Written by Gustav Gärdesmed , Team Lead Cloud Development

In the world of Internet of Things (IoT), the pace of innovation never slows down. As the lead backend architect of our latest venture, I’m thrilled to introduce you to Synthesis, a project that is the new extended arm of Ekkono’s SDK, letting you have full control of your models.

Federated Learning: Collective Insights, Enhanced Privacy

At the heart of Synthesis is federated learning a technique that trains a machine learning model across multiple edge devices processing local data, without exchanging them. This method supports privacy-preserving data analysis, as the data never leaves its original location. Instead, federated learning leverages the power of collaboration by sending model updates to a central server where they are combined and integrated into a global model. This updated model is then sent back to all participating devices.

This process ensures that sensitive data remains secure on local devices, reducing the risks associated with data breaches. It also minimizes the need for data transfer, which can be beneficial in scenarios where data connectivity is limited or expensive. Federated learning is particularly well-suited for IoT environments where numerous devices generate vast amounts of data that can be leveraged to enhance model accuracy and performance while adhering to privacy regulations.

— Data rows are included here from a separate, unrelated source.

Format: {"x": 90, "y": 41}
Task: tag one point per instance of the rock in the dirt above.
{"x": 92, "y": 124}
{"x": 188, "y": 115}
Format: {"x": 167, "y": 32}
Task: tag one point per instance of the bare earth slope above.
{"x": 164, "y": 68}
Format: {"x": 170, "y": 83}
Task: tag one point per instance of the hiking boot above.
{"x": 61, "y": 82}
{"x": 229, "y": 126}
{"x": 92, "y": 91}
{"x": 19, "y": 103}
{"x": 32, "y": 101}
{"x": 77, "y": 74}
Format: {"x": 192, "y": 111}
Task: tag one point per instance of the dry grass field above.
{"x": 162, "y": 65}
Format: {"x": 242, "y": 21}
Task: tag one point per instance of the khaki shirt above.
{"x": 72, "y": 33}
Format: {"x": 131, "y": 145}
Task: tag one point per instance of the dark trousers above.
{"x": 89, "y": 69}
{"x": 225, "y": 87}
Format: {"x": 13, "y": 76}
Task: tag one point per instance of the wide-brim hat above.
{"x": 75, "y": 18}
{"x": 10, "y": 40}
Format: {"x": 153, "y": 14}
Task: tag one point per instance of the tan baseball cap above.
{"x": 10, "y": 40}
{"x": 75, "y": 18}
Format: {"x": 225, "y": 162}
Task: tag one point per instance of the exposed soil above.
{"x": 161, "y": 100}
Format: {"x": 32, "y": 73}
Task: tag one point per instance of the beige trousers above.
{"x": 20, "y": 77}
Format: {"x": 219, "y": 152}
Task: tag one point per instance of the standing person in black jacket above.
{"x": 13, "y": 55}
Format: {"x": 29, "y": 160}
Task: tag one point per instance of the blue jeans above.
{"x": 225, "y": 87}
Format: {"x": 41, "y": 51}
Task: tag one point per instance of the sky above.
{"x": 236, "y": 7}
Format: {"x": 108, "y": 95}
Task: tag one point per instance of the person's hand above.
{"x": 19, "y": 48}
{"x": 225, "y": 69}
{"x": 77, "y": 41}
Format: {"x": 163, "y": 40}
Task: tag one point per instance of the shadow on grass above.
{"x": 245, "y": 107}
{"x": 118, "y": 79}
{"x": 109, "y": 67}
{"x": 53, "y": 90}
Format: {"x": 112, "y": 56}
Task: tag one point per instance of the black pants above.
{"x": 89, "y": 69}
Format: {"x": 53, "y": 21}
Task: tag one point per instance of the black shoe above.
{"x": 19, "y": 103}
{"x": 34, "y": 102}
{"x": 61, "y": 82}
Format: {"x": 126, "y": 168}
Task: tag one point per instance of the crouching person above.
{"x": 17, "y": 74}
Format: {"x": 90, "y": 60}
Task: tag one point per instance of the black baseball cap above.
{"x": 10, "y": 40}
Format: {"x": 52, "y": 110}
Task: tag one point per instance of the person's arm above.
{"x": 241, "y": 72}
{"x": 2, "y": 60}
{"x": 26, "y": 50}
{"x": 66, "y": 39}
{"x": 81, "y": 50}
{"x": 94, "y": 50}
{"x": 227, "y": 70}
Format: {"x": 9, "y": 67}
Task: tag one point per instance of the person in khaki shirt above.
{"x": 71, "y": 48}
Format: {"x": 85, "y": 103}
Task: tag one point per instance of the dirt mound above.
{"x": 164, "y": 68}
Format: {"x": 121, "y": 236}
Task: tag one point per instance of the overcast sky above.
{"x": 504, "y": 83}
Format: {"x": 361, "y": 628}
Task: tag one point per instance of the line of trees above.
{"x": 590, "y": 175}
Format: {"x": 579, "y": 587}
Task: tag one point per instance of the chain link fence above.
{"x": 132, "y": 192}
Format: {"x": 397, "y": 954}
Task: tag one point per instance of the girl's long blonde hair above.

In the context of Synthesis, federated learning allows for continuous, real-time model improvement across all devices without compromising user confidentiality.

💡 Read our white paper about Federated Learning if you want to get more details about how Federated Learning works!

In other words, federated learning is a perfect match when you are using incremental machine learning on edge devices. But how will you realize it into your own solutions? This article will tell you how easily you will be able utilize federated learning in production using Ekkono’s new platform we are calling Synthesis!

Navigating Deployment Complexities: The Need for Robust Architecture

The deployment of federated learning solutions requires navigating a complex landscape full with technical and operational challenges. One of the foremost issues is ensuring robust data privacy, which necessitates advanced encryption and secure communication channels to protect data as it travels across devices. Additionally, the diversity in device capabilities and network conditions calls for an architecture that can efficiently manage resource disparities and ensure uniform model training and updates. This demands a flexible and scalable infrastructure that can adapt to varying computational resources and data volumes, ensuring that the learning process is seamless and efficient across all nodes in the network.

What Does This Mean for You?

If you’re thinking about using Synthesis, here’s some good news: you won’t have to send us your data or models. You can set up Synthesis right in your own system. This means you keep full control over your data.

Microservices Architecture: Scalable, Manageable, and Robust

Synthesis runs as microservices operating on a Kubernetes cluster.

So the process of enabling Synthesis in your system is quite minimal. The only thing you need to prepare is a Kubernetes cluster and a Postgres database. The services are easily deployed with our Helm charts.

We’ve broken down the system into key components:

  1. API Server: The API server facilitates interactions with the database and model registry, acting as the gateway to the Synthesis ecosystem.
  2. Analytics Service: The Analytics Service handles all computational aspects, analyzing models and providing actionable insights.
  3. Controller: The controller manages the business logic and ensures seamless communication between the API server and the Analytics Service. When you integrate your system with Synthesis, it is with the controller you are connecting to. Here you typically make requests to the controller with a classical RPC and/or an HTTP request.

Streamlining Complex Deployments

Synthesis architecture addresses the key challenges of federated learning deployments through its robust, scalable microservices design. By leveraging a Kubernetes cluster, Synthesis ensures a flexible and resilient environment where services can be easily managed and scaled according to the network and device capabilities. The use of Helm charts for deployment streamlines the setup process, reducing the technical overhead and speeding up the implementation. This architecture not only simplifies the management of device heterogeneity and data privacy but also enhances the overall efficiency of the federated learning process, allowing businesses to harness the power of collective insights without compromising on security or control.

The Road Ahead

As we embark on this exciting journey with Synthesis, we invite you to join us. Let’s synthesize success together.